Awesome tip. Thanks for sharing this. I'm going to try it on my next board project. :grin:


----------



## bargoon (Apr 20, 2016)

Good tip David. Would work well on longer glue-ups too.


----------



## AtomicTermite (Feb 28, 2018)

I wish I had known about that trick years ago.


----------



## WeebyWoodWorker (Jun 11, 2017)

Ah! I do that all the time, come in real handy when you need every inch of your board. Great tip.


----------



## allpurpose (Mar 24, 2016)

I've got some tzalam I need to plane just slightly so this might just work.. 
Most of what I run through the planer is construction grade 2x lumber that's cheap enough, but when you're paying upwards of $12 per bf it gets kind of pricey to chop off the extra 4-5 inches..


----------



## Pineknot_86 (Feb 19, 2016)

Good idea.
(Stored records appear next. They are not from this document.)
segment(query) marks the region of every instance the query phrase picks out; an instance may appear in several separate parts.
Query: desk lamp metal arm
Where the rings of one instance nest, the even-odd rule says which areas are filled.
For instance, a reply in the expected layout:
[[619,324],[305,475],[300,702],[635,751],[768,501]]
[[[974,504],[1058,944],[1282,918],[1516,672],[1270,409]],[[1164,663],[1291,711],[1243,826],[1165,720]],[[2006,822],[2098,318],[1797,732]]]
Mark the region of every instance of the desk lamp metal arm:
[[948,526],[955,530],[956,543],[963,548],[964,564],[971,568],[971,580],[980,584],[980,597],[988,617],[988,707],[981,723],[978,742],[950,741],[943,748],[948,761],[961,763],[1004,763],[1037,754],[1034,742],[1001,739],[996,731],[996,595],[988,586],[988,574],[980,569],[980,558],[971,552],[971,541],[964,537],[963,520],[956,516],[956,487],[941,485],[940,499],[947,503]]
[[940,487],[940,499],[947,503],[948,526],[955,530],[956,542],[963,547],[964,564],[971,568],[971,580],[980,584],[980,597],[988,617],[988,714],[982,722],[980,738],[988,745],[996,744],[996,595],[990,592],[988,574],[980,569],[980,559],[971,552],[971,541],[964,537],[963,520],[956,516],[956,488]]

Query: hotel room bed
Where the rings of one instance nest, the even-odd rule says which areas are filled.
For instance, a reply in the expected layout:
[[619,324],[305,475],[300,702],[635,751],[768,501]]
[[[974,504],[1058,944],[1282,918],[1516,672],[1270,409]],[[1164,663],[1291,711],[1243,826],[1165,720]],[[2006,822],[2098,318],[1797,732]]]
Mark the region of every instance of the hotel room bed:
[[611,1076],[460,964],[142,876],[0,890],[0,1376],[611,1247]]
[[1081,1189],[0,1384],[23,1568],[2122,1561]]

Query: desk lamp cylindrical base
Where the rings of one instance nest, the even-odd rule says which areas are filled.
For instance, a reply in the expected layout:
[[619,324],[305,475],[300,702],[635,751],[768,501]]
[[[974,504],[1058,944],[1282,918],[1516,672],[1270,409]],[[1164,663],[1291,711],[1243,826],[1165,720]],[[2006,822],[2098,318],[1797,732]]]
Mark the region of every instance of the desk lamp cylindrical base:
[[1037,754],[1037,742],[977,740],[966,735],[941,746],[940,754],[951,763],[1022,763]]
Another is a "longer than board sled" for the planer or drum sander. Have some boards to plane, will try both ways.


----------



## Pirate (Jul 23, 2009)

I cured the snipe problem, by buying a real (stationary) planer.


----------



## Tool Agnostic (Aug 13, 2017)

This is brilliantly simple. Thank you for sharing this great idea with all of us.


----------